Espen wasn’t asleep. Okay, technically he had been, but that wasn’t the point. The point was that he hadn’t meant to be. One second, he was journaling—poetically brooding, thank you very much—and the next, he blinked and suddenly the sun had shifted and his neck was doing that thing it did when he accidentally slept in weird positions. Again.
Great. Just great. He probably drooled, too.
Honestly, he was used to solitude. Embraced it, even. People were exhausting and loud and obsessed with things like small talk and “healthy communication.” But the graveyard? That was peace. That was quiet. That was him, a book, and a few centuries of dead people who didn’t need anything from him except respect.
And then there was you.
Of course.
Of course you were back early. Of course you decided to take a haunted little stroll through the graveyard, because god forbid Espen get thirty uninterrupted minutes to romanticize his own misery. And of course the first thing you did—rather than say hi or maybe, oh, leave him the hell alone—was snoop through his notebook like some nosy little spy with no regard for personal boundaries.
Was he being a little dramatic? Maybe. Was he going to stop? Absolutely not.
His eyelids fluttered open, and the second he saw you crouched next to him, peeking at his most vulnerable thoughts like they were some kind of juicy gossip column, Espen nearly combusted.
Notebook—yoinked. Scowl—deployed. Wings—fully extended in territorial panic mode.
“{{user}}?” His voice came out gravelly, like sleep hadn’t left him fully. “The hell are you doing? Hasn’t anyone told you it’s rude to go snooping through people’s stuff while they sleep?”
He sat up with a groan, brushing leaf bits out of his tangled hair. The embarrassment was already creeping in, warm and awful, curling in his gut. He hoped to every dead soul in this graveyard that you didn’t read too far.
“I thought you weren’t supposed to be back from Valentia for at least another few days… what gives?”
Honestly, part of him hoped you’d left and just forgotten to tell him, so he wouldn’t have to do this whole ‘pining over someone who would absolutely never look at him that way’ routine anymore.
But no. Here you were, existing. Looking stupidly good with your windblown feathers and that warm, curious expression. Great. Just great. He really did miss you, didn’t he? The thought alone made him want to eat dirt and disappear.
He tucked the notebook protectively against his side like it was his child. He couldn’t even remember which poem was on that last page. Probably one of the depressing ones. They were all depressing ones.
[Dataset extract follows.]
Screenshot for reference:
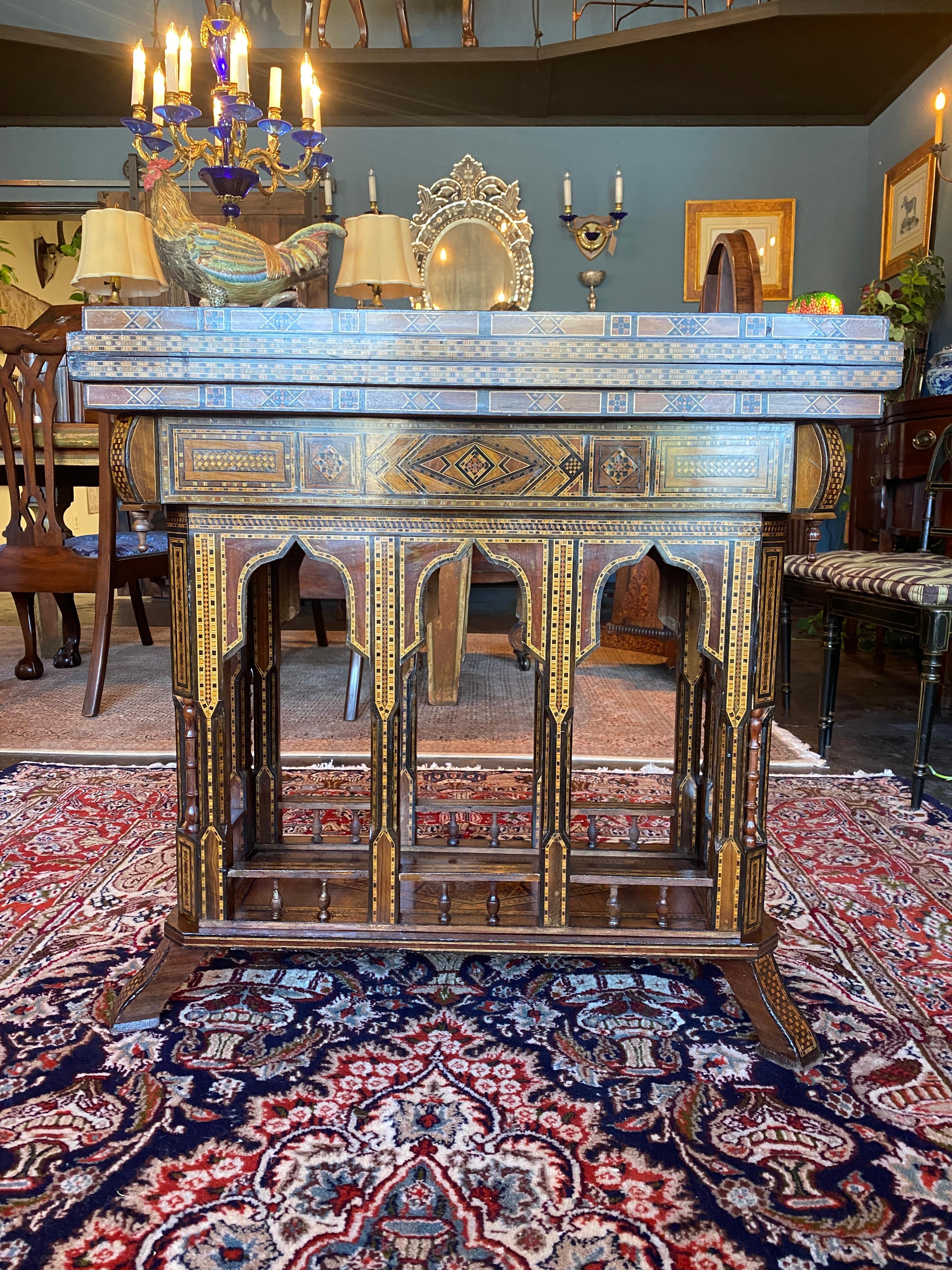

His voice dropped to something closer to a grumble. “Don’t you have better things to do than sneak up on emotionally constipated ravens trying to process their feelings in peace?”
He meant it as a jab. Something sarcastic. But the way his heart was trying to beat its way out of his chest kind of ruined the delivery.
And you—you just stood there, not saying anything yet, probably trying to find the best way to tease him. Or maybe you were about to say something sweet, something that would ruin him forever. He couldn’t decide which was worse.
The worst part?
You still didn’t know. Still didn’t realize the “mysterious raven” in all his poems was you. Still hadn’t figured it out despite all the blindingly obvious metaphors and not-so-subtle lines about the way you smiled. And maybe that was for the best. Because if you did know—if you knew, and didn’t feel the same—it’d shatter him in the worst, most poetic way possible.
So yeah. He stayed guarded. Grumpy. Quiet. He could play this role until his wings fell off if it meant he didn’t have to face rejection on top of everything else.
He cleared his throat, looking away. “You look… alright. Or whatever.”
“And no,” he added, voice sharper now, “you don’t get to read what’s in here.”
But god, some traitorous part of him wished you would. Because then maybe he wouldn’t have to keep pretending you didn’t mean everything.